| I think that many of the changes that Mozilla has made to Firefox that people in this thread are complaining about may not have directly driven away a large number of users, but, they indicate a serious problem with decision making within Mozilla. It is clear that the only reason many changes were made, and features removed, was solely because Chrome did it. And Google has very different motivations and goals than Mozilla. Google wants to make money, and use Chrome as a pillar in their platform. So, by emulating Chrome so closely, not just does it indicate that the developers are making bad decisions, it also means that the browser will not be as good. EXAMPLE:
They proposed removing FTP support from Firefox, and the justification was just a link to an announcement that Chrome was doing it. [1]
It makes sense for Chrome to do it from a business perspective, but it does not make sense for Firefox. Or, better yet, I remember that there was talk of having Chrome switch back to using a native pdf renderer back from the javascript one. This sacrifices portability and arguably security for speed. Or sometimes there are design decisions in Chrome that are outright hostile to the user, to help Google's partners, such as removing the "save as" option for html5 video. It is only a matter of time until Firefox makes it harder to download video, solely because Chrome is doing it. When Google does this, I at least understand that their sabotaging this functionality is part of their larger strategy. Mozilla doing it is just baffling. I mean, the original Firebird went in the opposite direction as Internet Explorer 6. If Mozilla had the same culture back then, they would have put all of their resources into making an inferior clone of Internet Explorer. Internet Explorer was a better user experience in a lot of ways, especially for the first few years. But people started moving to Firefox because it was worth it. The security, control, and flexibility was worth it. I specifically remember turning people onto Firefox because they were sick of ads, and there were special add-ons that they wanted. If Mozilla wants Firefox to work, it needs to do what Chrome wont let you do. It needs to integrate aggressive ad-blocking. Let you have control over the content you view. I think that people would happily use Firefox if it empowered them. 1: https://bugzilla.mozilla.org/show_bug.cgi?id=1174462 |
That bug was filed by the person who wrote most of the FTP implementation in Firefox and was one of the few people who maintained it. The reasons to consider removal were that it was a maintenance burden, extra security attack surface, and not really relevant to users nowadays. The posted link only spoke to that last point: that other widely used browsers were removing it and it wasn't being a problem for their users, apparently.

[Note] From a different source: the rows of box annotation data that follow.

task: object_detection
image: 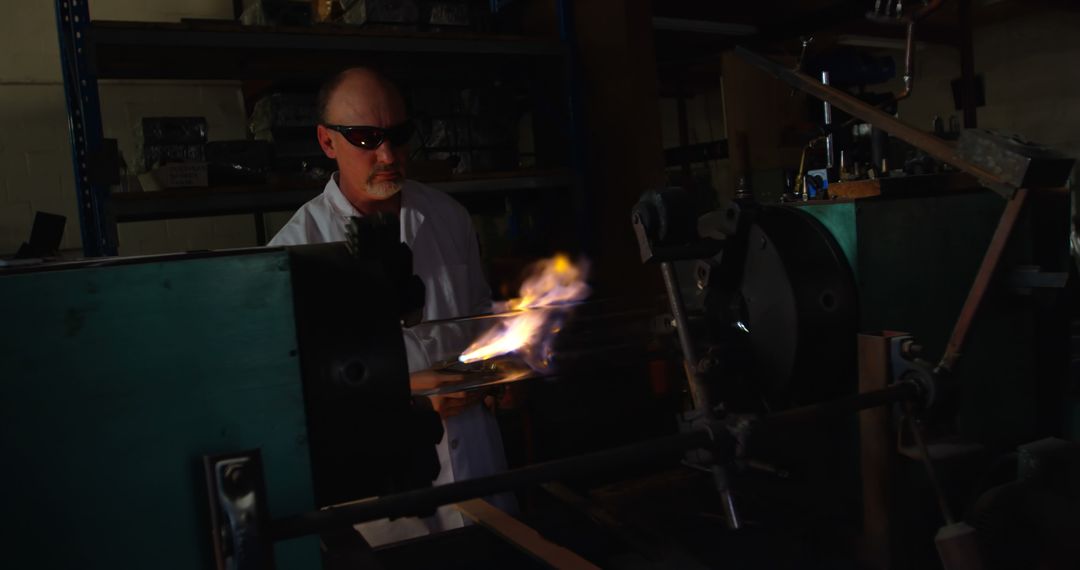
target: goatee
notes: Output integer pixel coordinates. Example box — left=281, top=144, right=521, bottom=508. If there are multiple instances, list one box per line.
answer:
left=367, top=180, right=402, bottom=200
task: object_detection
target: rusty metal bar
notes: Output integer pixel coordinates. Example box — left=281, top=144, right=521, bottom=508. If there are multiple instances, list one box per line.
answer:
left=859, top=331, right=904, bottom=570
left=937, top=188, right=1028, bottom=370
left=270, top=383, right=917, bottom=541
left=660, top=261, right=713, bottom=416
left=735, top=46, right=1016, bottom=198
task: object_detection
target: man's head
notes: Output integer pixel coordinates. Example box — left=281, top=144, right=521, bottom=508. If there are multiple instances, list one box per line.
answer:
left=316, top=67, right=408, bottom=211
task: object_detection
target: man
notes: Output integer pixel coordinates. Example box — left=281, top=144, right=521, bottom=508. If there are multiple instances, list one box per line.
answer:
left=269, top=68, right=510, bottom=546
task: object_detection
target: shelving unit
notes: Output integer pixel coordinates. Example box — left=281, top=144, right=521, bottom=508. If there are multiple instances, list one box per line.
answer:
left=56, top=0, right=585, bottom=257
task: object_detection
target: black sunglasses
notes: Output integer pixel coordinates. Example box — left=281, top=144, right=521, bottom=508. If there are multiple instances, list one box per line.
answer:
left=323, top=121, right=415, bottom=150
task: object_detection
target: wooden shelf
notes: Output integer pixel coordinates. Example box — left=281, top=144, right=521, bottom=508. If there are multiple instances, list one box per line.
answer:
left=110, top=171, right=573, bottom=223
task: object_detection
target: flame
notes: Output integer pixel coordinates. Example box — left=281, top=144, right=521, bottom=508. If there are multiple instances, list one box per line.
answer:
left=458, top=254, right=589, bottom=370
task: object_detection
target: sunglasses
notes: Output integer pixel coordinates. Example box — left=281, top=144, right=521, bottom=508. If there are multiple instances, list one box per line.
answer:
left=323, top=121, right=416, bottom=150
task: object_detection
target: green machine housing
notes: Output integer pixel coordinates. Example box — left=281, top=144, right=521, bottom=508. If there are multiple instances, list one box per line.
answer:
left=793, top=190, right=1080, bottom=449
left=0, top=244, right=429, bottom=569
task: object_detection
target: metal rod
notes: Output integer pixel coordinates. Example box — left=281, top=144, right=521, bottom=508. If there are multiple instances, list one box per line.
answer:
left=271, top=426, right=728, bottom=541
left=937, top=188, right=1028, bottom=370
left=735, top=46, right=1016, bottom=198
left=660, top=261, right=712, bottom=413
left=821, top=71, right=835, bottom=168
left=270, top=383, right=916, bottom=541
left=905, top=403, right=956, bottom=525
left=757, top=382, right=918, bottom=428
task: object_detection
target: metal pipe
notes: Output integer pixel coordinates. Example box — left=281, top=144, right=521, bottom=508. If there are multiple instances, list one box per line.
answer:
left=660, top=261, right=712, bottom=415
left=755, top=382, right=919, bottom=429
left=935, top=189, right=1028, bottom=372
left=735, top=46, right=1016, bottom=198
left=271, top=425, right=730, bottom=541
left=270, top=383, right=917, bottom=541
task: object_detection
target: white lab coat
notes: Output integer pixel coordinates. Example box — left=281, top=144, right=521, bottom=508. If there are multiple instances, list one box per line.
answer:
left=268, top=174, right=513, bottom=546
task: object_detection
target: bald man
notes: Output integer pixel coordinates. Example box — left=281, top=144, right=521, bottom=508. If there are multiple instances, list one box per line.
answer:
left=268, top=68, right=512, bottom=546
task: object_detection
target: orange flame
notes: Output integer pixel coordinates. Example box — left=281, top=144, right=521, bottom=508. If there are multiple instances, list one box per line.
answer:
left=458, top=254, right=589, bottom=369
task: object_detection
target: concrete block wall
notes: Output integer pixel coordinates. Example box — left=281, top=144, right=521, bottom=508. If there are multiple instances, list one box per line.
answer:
left=0, top=0, right=287, bottom=255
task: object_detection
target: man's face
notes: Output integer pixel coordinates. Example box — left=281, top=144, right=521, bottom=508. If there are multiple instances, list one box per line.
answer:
left=318, top=76, right=408, bottom=204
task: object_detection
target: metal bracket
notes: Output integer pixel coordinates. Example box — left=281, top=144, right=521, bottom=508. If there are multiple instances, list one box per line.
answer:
left=203, top=449, right=273, bottom=570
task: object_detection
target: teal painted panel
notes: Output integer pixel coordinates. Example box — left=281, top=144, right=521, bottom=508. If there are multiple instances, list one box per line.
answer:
left=799, top=202, right=859, bottom=279
left=0, top=250, right=319, bottom=569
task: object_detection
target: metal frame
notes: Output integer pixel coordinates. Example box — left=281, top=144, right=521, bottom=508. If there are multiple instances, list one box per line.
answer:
left=56, top=0, right=117, bottom=257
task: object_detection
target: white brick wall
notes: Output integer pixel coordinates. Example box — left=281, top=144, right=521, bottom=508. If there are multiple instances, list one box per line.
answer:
left=0, top=0, right=276, bottom=255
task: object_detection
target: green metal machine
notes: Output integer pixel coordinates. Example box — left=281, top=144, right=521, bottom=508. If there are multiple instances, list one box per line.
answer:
left=0, top=249, right=319, bottom=569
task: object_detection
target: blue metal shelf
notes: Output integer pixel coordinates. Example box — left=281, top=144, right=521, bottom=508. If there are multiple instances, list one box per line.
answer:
left=55, top=0, right=590, bottom=257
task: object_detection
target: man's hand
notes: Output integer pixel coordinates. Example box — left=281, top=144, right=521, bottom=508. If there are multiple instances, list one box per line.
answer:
left=430, top=390, right=488, bottom=420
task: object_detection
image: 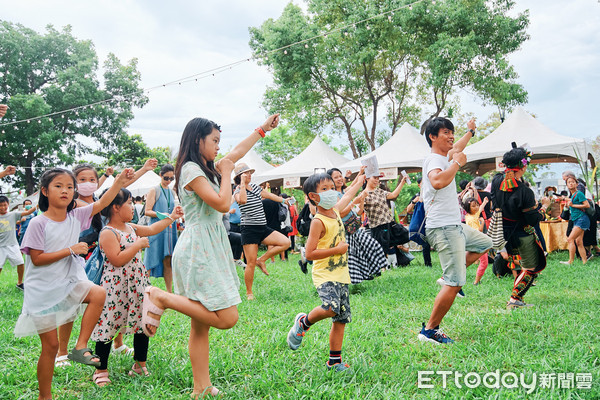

The first two reasons for removal were not clearly explained in the bug report initially, because they were obvious to both the bug filer and his intended audience: the networking module owners and peers.
See https://bugzilla.mozilla.org/show_bug.cgi?id=1174462#c23 for more details.
Would the summary being "consider removing FTP support" more accurately reflect intent? Probably. Did the actual engineers involved know what the bug was about? Yes.
> Or, better yet, I remember that there was talk of having Chrome switch back to using a native pdf renderer back from the javascript one.
I assume you mean Firefox? Speed was part of that discussion, but so were the various features pdf.js lacks but the proposed replacement supports.
> It is only a matter of time until Firefox makes it harder to download video, solely because Chrome is doing it.
If you assume that Mozilla is just aping Google. But if, on the other hand, you just have that as a preconceived notion and try to make all decisions fit that theory no matter what the actual reasons for them are... then you might just guess wrong on this.
I agree with you on the broad point that Firefox needs to do things Chrome can't or won't do. The worry with your "aggressive ad-blocking" suggestion (much as I would like that personally!) is that a likely outcome is a large enough number of sites blocking Firefox altogether that users stop being able to use it at all for normal browsing. If Firefox had a monopoly position in the market it _might_ be able to get away with that sort of move, but it doesn't have that position.